There are 6,607 candidates running for 560 available House of Representatives seats in the 2014 legislative election. Meanwhile, the other 200,000 are vying to secure one of the 2,137 seats on offer in the country's 33 Provincial Legislative Councils (DPRD I), or one of the 17,560 seats in 497 Regional and Municipal Legislative Councils (DPRD II).
Social Affairs Minister Salim Segaf Al-Jufri recently urged all regional hospitals to provide special facilities for legislative candidates feeling the psychological strain as a result of election defeat, since the ministry was unable to provide medication or other medical facilities for them.

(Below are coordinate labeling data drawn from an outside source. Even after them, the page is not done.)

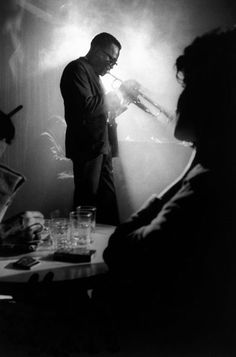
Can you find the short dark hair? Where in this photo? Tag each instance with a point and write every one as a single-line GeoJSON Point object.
{"type": "Point", "coordinates": [104, 40]}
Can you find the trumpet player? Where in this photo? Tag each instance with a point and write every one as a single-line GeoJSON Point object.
{"type": "Point", "coordinates": [88, 139]}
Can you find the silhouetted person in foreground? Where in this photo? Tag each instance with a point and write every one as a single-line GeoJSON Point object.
{"type": "Point", "coordinates": [20, 233]}
{"type": "Point", "coordinates": [176, 252]}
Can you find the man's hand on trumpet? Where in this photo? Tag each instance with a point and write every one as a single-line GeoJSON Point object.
{"type": "Point", "coordinates": [116, 105]}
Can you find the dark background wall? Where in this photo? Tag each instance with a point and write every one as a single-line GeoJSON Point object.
{"type": "Point", "coordinates": [39, 37]}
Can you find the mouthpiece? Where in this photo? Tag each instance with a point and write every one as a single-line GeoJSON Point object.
{"type": "Point", "coordinates": [14, 111]}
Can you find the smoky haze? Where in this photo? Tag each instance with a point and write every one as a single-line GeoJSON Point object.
{"type": "Point", "coordinates": [39, 37]}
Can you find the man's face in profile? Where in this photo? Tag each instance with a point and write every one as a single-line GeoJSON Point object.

Mojokerto RSUD is one of two hospitals in East Java that have publicly announced that they have prepared special facilities to treat legislative candidates who are dealing with severe psychological pressure following election defeats.
Tulungagung's Dr. Iskak Regional Hospital also confirmed it had prepared 200 rooms to treat losing candidates, despite the absence of psychiatrists.
The hospital's head of service control division, Sudjianto, said the hospital had also installed CCTV cameras to run 24-hour-surveillance on patients who were suffering from depression.
"Should their conditions worsen, we will immediately send them to the mental hospital," he said, while referring to Menur Mental Hospital in Surabaya and Lawang Mental Hospital in Malang regency.